3. Halloween (1978, dir. John Carpenter)
Everybody knows how influential it was, but do people remember how good it actually is? Just watch it again and be amazed by the command of cinema John Carpenter had, the way that even on such a minuscule budget he was able to craft something of such pure cinema. That it was and still is terribly scary is another testament to the skill on display. Yes, it originated many of the cliches that made a lot of the films in the earlier part of this list so bad, but when they're done this well that do not age.
2. A Nightmare on Elm Street (1984, dir. Wes Craven)
The trailer claimed Wes Craven's A Nightmare on Elm Street was a "new masterpiece in fantasy terror" and it remains one to this very day. So much inventiveness on screen, so much tension and so many frights. It really puts modern day horror movies to shame and when compared to the 2010 remake? Well, what's the point? Who can forget the first time they ever saw Freddy Krueger's arms extend in the alley? Or the bed gushing blood? Or those three creepy girls playing jump rope? It's a classic.
Of course, typical Wes Craven. He had to go and trump his own movie, didn't he?
1. Wes Craven's New Nightmare (1994, dir. Wes Craven)

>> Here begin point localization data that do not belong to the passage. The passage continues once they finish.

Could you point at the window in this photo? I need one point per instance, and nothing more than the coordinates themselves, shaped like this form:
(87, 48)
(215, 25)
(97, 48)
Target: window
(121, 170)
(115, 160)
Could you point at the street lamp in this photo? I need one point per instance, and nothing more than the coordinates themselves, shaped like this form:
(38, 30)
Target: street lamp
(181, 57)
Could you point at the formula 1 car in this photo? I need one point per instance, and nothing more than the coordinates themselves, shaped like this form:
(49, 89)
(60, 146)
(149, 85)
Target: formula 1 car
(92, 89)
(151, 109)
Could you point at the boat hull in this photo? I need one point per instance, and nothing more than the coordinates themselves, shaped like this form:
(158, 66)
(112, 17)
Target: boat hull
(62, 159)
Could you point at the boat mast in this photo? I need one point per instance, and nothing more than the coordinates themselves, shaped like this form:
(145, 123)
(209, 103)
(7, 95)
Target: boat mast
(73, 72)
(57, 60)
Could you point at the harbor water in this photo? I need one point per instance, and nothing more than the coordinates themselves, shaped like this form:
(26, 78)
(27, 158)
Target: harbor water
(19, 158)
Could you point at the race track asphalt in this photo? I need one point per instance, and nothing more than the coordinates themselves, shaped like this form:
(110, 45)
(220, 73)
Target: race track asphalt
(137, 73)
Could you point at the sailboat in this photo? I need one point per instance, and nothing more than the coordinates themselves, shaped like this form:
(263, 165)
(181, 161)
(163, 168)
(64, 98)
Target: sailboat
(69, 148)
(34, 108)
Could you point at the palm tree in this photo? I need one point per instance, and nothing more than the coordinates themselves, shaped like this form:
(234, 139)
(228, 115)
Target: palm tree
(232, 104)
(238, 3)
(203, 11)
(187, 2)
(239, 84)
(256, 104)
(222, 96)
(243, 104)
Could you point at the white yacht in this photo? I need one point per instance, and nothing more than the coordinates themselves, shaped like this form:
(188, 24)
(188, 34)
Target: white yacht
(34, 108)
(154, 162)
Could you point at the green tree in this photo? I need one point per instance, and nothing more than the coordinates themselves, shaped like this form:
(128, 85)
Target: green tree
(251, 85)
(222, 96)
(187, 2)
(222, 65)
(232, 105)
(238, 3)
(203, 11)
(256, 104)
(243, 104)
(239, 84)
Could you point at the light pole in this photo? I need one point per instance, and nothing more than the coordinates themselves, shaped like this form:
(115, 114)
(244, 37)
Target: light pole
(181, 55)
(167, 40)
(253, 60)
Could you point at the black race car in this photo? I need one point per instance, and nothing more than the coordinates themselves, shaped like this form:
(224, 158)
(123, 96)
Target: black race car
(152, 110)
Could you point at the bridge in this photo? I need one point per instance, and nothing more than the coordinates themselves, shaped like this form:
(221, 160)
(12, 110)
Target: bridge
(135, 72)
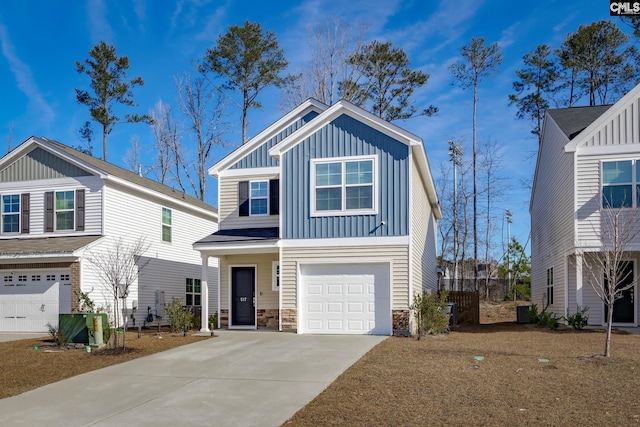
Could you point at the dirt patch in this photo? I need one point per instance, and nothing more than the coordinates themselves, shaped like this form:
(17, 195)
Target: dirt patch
(24, 368)
(497, 373)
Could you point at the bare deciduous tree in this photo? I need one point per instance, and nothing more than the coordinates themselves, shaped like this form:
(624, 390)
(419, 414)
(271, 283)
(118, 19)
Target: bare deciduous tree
(118, 267)
(605, 267)
(204, 108)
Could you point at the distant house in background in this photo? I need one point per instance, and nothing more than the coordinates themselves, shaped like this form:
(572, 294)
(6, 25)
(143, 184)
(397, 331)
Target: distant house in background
(327, 225)
(57, 205)
(588, 162)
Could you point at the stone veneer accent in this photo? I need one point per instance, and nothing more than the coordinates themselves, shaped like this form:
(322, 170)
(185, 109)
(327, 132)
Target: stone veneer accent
(268, 317)
(289, 319)
(401, 321)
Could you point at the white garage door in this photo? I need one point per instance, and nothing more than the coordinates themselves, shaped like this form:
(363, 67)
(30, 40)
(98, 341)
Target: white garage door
(32, 298)
(345, 299)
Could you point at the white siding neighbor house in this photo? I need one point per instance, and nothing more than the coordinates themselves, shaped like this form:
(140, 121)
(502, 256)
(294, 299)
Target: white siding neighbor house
(59, 207)
(327, 225)
(588, 166)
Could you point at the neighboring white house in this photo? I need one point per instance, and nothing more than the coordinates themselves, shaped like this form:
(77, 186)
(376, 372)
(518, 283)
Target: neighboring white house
(588, 163)
(327, 225)
(58, 206)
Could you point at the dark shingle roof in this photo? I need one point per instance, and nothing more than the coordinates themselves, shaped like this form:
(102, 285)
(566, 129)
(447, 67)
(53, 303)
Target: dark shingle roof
(119, 172)
(45, 245)
(242, 235)
(574, 120)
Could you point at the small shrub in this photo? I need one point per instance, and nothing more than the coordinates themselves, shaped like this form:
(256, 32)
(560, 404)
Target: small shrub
(430, 311)
(578, 320)
(179, 317)
(57, 335)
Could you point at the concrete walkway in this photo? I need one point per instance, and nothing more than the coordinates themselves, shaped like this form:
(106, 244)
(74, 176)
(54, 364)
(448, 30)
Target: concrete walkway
(240, 378)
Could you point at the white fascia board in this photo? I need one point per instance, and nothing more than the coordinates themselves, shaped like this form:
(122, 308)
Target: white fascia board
(147, 191)
(337, 109)
(345, 241)
(29, 144)
(307, 106)
(597, 123)
(273, 170)
(427, 179)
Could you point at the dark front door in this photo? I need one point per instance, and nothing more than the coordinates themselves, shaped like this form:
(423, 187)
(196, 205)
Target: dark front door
(243, 311)
(623, 308)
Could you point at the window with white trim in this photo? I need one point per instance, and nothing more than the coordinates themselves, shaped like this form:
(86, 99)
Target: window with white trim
(550, 286)
(259, 197)
(166, 225)
(275, 276)
(193, 290)
(344, 186)
(10, 213)
(620, 184)
(64, 210)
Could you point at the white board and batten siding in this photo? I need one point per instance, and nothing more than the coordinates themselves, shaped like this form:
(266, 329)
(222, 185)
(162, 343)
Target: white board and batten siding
(228, 204)
(552, 213)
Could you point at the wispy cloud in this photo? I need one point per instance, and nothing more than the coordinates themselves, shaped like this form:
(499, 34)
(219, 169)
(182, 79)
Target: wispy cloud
(24, 78)
(99, 27)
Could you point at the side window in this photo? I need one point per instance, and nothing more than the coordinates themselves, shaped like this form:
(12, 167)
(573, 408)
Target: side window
(10, 213)
(64, 210)
(617, 184)
(166, 225)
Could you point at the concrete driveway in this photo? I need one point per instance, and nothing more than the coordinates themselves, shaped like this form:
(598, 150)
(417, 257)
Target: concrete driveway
(240, 378)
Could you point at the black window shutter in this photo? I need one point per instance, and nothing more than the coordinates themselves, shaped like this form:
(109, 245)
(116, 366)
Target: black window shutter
(24, 213)
(79, 210)
(48, 211)
(274, 196)
(243, 198)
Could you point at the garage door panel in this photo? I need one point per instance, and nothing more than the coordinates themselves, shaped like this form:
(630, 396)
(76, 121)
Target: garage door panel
(346, 299)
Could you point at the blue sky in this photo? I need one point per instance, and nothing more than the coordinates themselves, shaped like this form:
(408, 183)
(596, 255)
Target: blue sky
(41, 40)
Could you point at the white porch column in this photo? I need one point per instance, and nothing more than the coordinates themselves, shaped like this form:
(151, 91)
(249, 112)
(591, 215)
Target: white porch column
(579, 279)
(204, 299)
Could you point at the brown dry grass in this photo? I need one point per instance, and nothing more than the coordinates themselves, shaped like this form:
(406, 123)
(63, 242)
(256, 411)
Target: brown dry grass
(22, 368)
(438, 381)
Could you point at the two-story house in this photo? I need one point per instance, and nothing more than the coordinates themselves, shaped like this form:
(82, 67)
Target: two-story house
(587, 167)
(59, 207)
(327, 225)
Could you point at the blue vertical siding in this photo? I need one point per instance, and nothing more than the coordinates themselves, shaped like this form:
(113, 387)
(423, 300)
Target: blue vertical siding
(343, 137)
(260, 158)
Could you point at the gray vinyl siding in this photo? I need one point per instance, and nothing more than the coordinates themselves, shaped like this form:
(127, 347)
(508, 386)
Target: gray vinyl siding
(260, 158)
(345, 137)
(40, 164)
(552, 217)
(423, 267)
(397, 254)
(228, 212)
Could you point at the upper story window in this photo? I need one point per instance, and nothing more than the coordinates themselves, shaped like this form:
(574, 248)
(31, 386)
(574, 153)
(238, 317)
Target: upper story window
(259, 198)
(10, 213)
(65, 209)
(346, 186)
(166, 224)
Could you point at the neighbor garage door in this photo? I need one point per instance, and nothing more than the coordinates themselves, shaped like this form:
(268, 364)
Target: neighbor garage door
(345, 299)
(32, 298)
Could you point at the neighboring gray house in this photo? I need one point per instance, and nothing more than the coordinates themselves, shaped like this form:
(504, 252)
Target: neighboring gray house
(58, 205)
(327, 225)
(588, 162)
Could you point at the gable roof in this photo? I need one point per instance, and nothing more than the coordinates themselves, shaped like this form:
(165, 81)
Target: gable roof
(107, 171)
(341, 107)
(253, 143)
(574, 120)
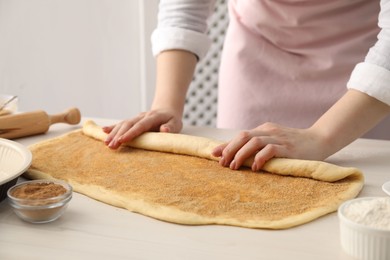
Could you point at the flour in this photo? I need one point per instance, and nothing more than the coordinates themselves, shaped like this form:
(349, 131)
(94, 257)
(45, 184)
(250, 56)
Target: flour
(372, 212)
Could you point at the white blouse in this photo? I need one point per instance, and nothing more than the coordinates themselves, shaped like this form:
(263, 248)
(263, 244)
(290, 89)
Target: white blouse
(182, 24)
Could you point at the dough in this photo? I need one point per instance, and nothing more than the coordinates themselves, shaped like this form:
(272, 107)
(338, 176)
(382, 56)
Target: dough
(186, 189)
(202, 147)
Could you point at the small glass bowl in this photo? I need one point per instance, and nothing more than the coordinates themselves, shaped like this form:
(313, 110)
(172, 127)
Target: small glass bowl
(39, 203)
(363, 242)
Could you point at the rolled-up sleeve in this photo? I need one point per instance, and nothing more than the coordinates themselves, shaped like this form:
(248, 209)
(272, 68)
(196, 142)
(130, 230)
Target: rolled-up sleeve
(182, 24)
(373, 75)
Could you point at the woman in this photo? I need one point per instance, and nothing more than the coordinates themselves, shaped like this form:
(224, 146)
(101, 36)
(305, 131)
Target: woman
(284, 62)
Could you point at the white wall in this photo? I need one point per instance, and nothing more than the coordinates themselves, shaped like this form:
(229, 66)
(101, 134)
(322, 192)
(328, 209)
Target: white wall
(92, 54)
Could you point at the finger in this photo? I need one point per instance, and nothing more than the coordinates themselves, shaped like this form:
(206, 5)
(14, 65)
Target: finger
(217, 151)
(172, 126)
(268, 152)
(233, 146)
(120, 131)
(147, 123)
(108, 129)
(251, 148)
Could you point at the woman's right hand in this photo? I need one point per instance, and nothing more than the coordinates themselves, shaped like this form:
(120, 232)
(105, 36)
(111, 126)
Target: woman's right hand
(155, 120)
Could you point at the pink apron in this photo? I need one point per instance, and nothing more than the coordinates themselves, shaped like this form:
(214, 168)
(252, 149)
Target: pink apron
(288, 61)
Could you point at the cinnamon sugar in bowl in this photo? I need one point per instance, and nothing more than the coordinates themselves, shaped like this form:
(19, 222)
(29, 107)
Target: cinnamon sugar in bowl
(40, 201)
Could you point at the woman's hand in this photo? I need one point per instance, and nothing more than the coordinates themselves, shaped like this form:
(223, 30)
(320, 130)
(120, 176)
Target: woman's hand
(267, 141)
(154, 120)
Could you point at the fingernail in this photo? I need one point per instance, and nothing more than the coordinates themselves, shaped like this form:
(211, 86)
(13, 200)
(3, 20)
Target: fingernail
(222, 161)
(254, 167)
(233, 165)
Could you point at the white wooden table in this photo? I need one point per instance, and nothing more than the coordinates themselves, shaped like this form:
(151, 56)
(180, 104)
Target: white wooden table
(93, 230)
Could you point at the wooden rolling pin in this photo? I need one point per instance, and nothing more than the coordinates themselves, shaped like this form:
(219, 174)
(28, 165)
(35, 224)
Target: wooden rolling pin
(36, 122)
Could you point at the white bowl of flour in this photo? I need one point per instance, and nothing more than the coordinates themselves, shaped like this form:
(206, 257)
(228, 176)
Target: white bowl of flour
(365, 228)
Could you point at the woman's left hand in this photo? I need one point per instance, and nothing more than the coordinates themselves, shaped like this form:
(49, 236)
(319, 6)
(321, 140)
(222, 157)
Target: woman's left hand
(267, 141)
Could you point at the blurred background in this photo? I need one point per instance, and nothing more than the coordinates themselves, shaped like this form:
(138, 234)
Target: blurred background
(92, 54)
(96, 55)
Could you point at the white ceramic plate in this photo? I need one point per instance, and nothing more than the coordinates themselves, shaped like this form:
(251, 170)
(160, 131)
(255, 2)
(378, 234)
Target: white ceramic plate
(14, 160)
(386, 187)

Nearly ten years to the day since his original film premiered, Wes Craven's New Nightmare was released to general yawns from audiences, mild enthusiasm by critics and general hysteria from die hard fans. Someone once described it as "the 8½ of horror movies" and I can't deny that, but New Nightmare is more than just a highfalutin take on the franchise, it's an incredibly suspenseful, wickedly inventive and visually spectacular film in its own right. That there's enjoyment to be had in ethical dilemmas like "do I let Robert Englund babysit my child" adds to the film and the way Wes Craven twists, weaves and entangles so many different threads throughout the film makes it a film that grows richer on repeat viewings.